Below is code to test if your variables are approximately Normally distributed. Remember, we’re testing the Null hypothesis that the data are similar to a Normal distribution. If the p-value is < .05, we reject this Null hypothesis and have to conclude that the data are probably not normally distributed.

# Shapiro Wilk test of normality.
shapiro.test(SATscores$verbal)

    Shapiro-Wilk normality test

data:  SATscores$verbal
W = 0.82541, p-value = 0.02945
shapiro.test(SATscores$quant)

    Shapiro-Wilk normality test

data:  SATscores$quant
W = 0.82188, p-value = 0.02671

We can compare Spearman’s \(\rho\) (Rho) and Kendall’s \(\tau\) (Tau) to Pearson’s correlation coefficient:

# Pearson
cor.test(SATscores$verbal, SATscores$quant)

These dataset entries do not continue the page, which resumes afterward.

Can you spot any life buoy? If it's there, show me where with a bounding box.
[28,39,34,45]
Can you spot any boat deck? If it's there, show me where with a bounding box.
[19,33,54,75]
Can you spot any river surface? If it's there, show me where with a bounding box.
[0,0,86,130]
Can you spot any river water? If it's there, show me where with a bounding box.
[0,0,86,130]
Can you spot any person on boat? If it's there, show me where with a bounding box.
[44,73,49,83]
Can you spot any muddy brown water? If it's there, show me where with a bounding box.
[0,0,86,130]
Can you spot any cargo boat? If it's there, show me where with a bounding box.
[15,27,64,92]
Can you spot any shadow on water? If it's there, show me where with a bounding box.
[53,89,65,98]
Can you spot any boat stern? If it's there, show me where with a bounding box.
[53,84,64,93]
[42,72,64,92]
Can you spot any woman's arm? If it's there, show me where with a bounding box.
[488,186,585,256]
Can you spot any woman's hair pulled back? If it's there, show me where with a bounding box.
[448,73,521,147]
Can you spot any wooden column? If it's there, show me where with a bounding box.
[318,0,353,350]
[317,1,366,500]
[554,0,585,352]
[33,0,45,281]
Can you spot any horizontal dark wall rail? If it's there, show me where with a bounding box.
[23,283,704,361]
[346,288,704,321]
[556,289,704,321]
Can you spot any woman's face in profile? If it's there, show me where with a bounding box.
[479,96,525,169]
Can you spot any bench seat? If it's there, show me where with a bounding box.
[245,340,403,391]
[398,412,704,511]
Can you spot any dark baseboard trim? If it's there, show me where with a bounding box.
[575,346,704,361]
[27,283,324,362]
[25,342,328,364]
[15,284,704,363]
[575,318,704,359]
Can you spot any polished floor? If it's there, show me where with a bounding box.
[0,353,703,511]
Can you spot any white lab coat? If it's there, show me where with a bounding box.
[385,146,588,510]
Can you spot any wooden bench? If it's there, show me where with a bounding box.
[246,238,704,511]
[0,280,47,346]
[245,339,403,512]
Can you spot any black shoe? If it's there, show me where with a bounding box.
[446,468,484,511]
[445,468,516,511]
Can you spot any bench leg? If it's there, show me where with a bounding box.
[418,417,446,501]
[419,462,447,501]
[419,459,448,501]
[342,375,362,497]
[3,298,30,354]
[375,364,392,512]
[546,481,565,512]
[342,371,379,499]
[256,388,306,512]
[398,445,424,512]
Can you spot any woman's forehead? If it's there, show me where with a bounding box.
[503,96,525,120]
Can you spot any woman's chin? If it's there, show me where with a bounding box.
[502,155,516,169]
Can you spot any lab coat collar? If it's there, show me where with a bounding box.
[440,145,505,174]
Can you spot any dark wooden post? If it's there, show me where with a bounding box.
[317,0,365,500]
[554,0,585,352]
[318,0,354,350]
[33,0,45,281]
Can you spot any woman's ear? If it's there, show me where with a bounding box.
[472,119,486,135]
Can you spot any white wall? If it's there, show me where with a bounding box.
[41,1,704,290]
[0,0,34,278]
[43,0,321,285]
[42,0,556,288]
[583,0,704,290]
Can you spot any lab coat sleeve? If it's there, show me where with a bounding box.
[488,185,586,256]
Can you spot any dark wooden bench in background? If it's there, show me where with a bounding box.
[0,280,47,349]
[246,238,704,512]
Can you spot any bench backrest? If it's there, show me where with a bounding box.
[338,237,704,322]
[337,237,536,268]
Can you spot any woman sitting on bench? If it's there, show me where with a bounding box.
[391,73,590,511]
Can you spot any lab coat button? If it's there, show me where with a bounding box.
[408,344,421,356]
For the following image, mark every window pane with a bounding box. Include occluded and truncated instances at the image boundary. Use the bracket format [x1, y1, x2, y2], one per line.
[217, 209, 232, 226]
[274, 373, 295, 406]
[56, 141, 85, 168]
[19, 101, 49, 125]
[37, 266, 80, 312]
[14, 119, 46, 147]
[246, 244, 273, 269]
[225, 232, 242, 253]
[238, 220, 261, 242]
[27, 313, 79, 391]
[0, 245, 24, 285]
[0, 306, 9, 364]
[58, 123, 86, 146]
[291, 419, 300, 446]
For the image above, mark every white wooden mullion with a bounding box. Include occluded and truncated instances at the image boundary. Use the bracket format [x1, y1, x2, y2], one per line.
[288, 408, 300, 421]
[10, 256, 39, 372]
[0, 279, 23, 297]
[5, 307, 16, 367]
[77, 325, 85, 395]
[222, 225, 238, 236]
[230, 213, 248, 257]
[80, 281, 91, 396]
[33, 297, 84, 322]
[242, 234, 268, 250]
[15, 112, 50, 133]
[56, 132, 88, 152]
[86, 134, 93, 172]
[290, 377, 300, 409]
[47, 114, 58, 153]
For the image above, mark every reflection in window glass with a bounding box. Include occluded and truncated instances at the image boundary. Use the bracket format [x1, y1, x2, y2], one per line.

    Pearson's product-moment correlation

data:  SATscores$verbal and SATscores$quant
t = 1.6325, df = 8, p-value = 0.1412
alternative hypothesis: true correlation is not equal to 0
95 percent confidence interval:
 -0.1893260  0.8591149
sample estimates:
      cor 
0.4998894 
# Spearman (you can use cor.test or cor_test)
# cor.test(SATscores$verbal, SATscores$quant, method = "spearman")
cor_test(SATscores, "verbal", "quant", method = "spearman")
Parameter1 | Parameter2 |  rho |       95% CI |     S |      p
--------------------------------------------------------------
verbal     |      quant | 0.67 | [0.05, 0.92] | 54.00 | 0.033*

Observations: 10
# Kendall (you can use cor.test or cor_test)
#cor.test(SATscores$verbal, SATscores$quant, method = "kendall")
cor_test(SATscores, "verbal", "quant", method = "kendall")
Parameter1 | Parameter2 |  tau |       95% CI |    z |      p
-------------------------------------------------------------
verbal     |      quant | 0.51 | [0.04, 0.80] | 2.06 | 0.040*

Observations: 10

How does the estimate of the correlation change across methods?

We can also compare the raw SAT data to the ranked SAT data to see that the correlation estimate is equivalent when using Kendall/Spearman, but that it is different when using Pearson.

We first create the rank-ordered variables:

SATscores_rank <- data.frame(verbal = rank(SATscores$verbal),
                             quant = rank(SATscores$quant))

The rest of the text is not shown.